Named for a Charles Bukowski novel, the bar’s devotion to Americana comes through not only in its drink menu but also in its atmosphere. On a recent evening, classics from crooners like The Drifters and Frankie Valli gave the bar a retro American soundtrack. Warm candlelight flickered across eagle-patterned wallpaper, and rustic salvaged wood, from Build It Green! NYC, covered the adjacent walls. Lights fashioned from decorative whiskey decanters hung over a lovely vintage-looking bar, which was lined with abundant, weathered stools, and cafe-style tables near the windows were furnished with cushioned armchairs in which to relax and sip any number of sensational whiskeys.
Post Office caters to the resurgence of interest in American spirits, and its elaborate and extensive drink menu describes the subtleties and flavor of each liquor in detail. Offering whiskeys ranging in price from $4 to $15 for hefty pours, the list includes old Kentucky favorites like Early Times ($5) and Maker’s Mark ($8). But the real stars here are the small-batch spirits like Noah’s Mill bourbon (Kentucky, $11), High West Rendezvous Rye (Utah, $10) and St. George Single Malt whiskey (California, $10).
For those who aren’t bold enough to take it neat or on the rocks, Post Office delivers some beautifully rendered classic cocktails, including Manhattans, sours and old-fashioneds.
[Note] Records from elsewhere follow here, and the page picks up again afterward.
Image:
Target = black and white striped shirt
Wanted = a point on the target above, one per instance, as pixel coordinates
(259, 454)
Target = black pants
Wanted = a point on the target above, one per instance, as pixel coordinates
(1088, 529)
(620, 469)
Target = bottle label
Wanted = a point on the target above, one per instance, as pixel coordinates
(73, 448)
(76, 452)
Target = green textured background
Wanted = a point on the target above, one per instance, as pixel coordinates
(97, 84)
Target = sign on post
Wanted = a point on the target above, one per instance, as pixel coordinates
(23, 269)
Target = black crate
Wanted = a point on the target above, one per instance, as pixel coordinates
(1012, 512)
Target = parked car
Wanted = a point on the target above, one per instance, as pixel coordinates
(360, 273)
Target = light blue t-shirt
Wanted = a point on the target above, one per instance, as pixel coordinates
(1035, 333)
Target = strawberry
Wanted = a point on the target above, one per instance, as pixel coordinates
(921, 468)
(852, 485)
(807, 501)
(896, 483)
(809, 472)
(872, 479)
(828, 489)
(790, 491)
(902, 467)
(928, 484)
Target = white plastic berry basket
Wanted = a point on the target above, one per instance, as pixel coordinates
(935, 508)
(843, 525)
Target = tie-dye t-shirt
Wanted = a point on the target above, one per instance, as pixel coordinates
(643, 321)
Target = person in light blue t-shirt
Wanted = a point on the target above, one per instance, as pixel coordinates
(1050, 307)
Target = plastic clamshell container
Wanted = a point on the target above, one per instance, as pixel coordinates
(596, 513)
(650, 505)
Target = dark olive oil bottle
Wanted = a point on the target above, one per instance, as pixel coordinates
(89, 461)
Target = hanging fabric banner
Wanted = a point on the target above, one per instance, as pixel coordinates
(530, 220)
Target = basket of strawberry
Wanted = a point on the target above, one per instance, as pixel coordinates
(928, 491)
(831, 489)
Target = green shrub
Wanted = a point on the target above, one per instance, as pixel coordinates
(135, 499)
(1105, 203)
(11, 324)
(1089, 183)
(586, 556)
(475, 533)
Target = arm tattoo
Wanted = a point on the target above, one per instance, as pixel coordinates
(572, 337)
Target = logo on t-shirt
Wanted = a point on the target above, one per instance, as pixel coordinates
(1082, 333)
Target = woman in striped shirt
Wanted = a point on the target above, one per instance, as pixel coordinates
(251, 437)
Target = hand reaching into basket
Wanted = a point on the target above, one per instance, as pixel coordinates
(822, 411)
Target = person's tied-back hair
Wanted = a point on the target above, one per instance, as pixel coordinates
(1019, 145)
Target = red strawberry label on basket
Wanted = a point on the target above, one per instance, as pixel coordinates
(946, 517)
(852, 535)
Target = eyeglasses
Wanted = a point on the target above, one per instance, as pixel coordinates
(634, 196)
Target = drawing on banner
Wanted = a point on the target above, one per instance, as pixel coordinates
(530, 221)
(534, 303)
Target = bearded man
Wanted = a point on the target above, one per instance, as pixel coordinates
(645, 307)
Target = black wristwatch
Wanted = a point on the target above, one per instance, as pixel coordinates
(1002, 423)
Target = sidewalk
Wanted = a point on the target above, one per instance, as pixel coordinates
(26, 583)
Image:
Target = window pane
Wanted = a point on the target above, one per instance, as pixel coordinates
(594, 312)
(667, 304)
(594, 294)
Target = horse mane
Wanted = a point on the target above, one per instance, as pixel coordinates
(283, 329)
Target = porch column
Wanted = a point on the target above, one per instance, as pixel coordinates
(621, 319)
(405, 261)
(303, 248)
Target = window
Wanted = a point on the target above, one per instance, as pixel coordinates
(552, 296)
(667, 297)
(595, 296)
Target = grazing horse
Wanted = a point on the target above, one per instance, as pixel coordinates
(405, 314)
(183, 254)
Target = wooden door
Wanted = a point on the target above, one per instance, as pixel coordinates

A friendly server was happy to suggest an appropriate spirit for the old-fashioned, and the spicy, vibrant Redemption Rye ($6) was an excellent choice. The bar recently rolled out a few new cocktails, including the maraschino-flavored Fancy Free, the limey Bourbon Rickey and a classic New Orleans cocktail, the Sazerac. Lapushchik plans to lighten up the menu with crushed ice drinks, such as whiskey smashers, and variations on juleps when the weather warms.
For non-whiskey drinkers, a small selection of American red and white wines ($9 to $12) and a few craft brews on tap and in bottles ($5 to $6) from Oregon’s Peak Organic and New York breweries Captain Lawrence and Keegan Ales are available. And even if you aren’t hungry when you arrive, you soon will be. The smell of bacon wafts through the air as the chef, Sam Glinn, formerly of The Brooklyn Star and Momofuku Ssam Bar, concocts with gusto rich foods that go down well with whiskey. And this made it impossible to resist sampling the deliciously crisp (on the outside) and gooey (on the inside) grilled cheese sandwich (which is available with or without bacon) for $7. Glinn’s menu of sandwiches, soups and snacks included oysters with shallot vinegar mignonette at $2 each and a chicken liver bacon sandwich on a baguette ($8).
For all those whose eyes light up at the thought of a bar dedicated to whiskey, Post Office will feel like heaven. And for anyone looking to acquire a taste for this quintessential American spirit, Post Office will deliver the goods and make you understand why whiskey drinkers swear by it.